Issue with making changes t...

Issue with making changes to data

Apr 11 at 12:15pm BST

Affected services

Breww core platform (inc. mobile app)

Resolved
Apr 11 at 12:15pm BST

We're really sorry, but we had a problem with allowing you to make changes to your data. Breww was fully usable in a "view-only" capacity, but most data "writes" were failing. The issue started around midnight and lasted until just before 7:30am (UK time).

The issue was caused by one of our security mechanisms (known as CSRF) erroneously rejecting user's requests to apply changes to their data. When you send data update requests to Breww, we verify that they come from a trusted source. This check thought the requests were not to be trusted, even though they were, in fact, from trusted sources.

We have extensive monitoring of our systems in place to ensure that we know about any issues with our platform. This monitoring will wake our team up in the middle of the night if needed. Unfortunately, our monitoring didn't detect this issue, so it didn't wake us up to fix it. This is why the problem took so long to be fixed. Once our team was aware of the problem, it was resolved within 10 minutes.

Why did it occur in the first place?

Ironically, we had deployed a change intended to improve reliability, which we deliberately made during the period of the day when Breww is at its quietest - which is late evening for our UK-based team. The change was well tested in our non-production environments, but due to some differing characteristics of our production environment, related to how the web application firewall (WAF) and reverse proxies work together, an HTTP header was being dropped that wasn't dropped in the other environments. This caused the CSRF checks to reject the requests to change data.

Due to the nature of the update, we also had it planned for Breww's quietest period to reduce the impact of any expected problems. This was unfortunate in this case as the change appeared to have worked perfectly, so our team went to bed unaware of these problems. We hadn't in any way anticipated that it would cause the problems that it did in the way it did, so after the change seemed to go live successfully, and because we didn't encounter any problems during the testing in our non-production environment, we were happy that all was well.
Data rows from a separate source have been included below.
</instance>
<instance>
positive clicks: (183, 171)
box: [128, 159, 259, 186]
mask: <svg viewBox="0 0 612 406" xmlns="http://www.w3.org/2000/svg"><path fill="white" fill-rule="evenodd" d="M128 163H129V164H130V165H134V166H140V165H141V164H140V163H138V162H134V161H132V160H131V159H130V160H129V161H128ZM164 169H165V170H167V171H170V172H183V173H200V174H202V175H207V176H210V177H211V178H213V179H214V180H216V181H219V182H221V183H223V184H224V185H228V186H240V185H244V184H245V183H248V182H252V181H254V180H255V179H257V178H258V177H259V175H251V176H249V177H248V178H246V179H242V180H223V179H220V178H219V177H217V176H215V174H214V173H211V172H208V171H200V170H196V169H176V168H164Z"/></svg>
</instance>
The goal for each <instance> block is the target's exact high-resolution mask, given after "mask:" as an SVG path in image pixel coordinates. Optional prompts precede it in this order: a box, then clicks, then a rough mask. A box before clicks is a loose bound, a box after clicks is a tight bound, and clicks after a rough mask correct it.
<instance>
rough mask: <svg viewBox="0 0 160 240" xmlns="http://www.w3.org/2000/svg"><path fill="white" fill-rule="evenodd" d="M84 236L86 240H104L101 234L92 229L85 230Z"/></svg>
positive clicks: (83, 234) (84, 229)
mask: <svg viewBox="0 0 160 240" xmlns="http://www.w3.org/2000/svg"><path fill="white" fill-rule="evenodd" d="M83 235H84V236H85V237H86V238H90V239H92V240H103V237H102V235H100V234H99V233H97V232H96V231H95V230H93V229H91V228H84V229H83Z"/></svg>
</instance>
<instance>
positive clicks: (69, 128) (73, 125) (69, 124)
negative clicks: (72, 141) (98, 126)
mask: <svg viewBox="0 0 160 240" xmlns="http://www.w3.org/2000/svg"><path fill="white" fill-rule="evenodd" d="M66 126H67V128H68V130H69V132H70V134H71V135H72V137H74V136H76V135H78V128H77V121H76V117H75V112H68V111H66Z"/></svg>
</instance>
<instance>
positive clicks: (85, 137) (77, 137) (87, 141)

As we have customers all around the world, but we're based in the UK, our out-of-hours, isn't out-of-hours for everyone.

Going forward

This became such a significant problem as we were not alerted to the problem by our monitoring. This is arguably the biggest failing here. We'll be introducing new monitoring metrics to detect issues like this in the future and ensure the team is notified (and woken up if required). We're going to start monitoring application response codes for elevated levels/spikes, and ensure this triggers the same processes as so many other already-monitored metrics do.

We're sorry

We hold our hands up. We let you down today. We know that Breww is vital to your business and that issues like this are not acceptable. We've already learnt from it and will have processes/monitoring improved very soon.

We appreciate all the kind messages and thank you for being so understanding that problems do happen despite our best efforts. This will only make Breww stronger and more resilient going forward.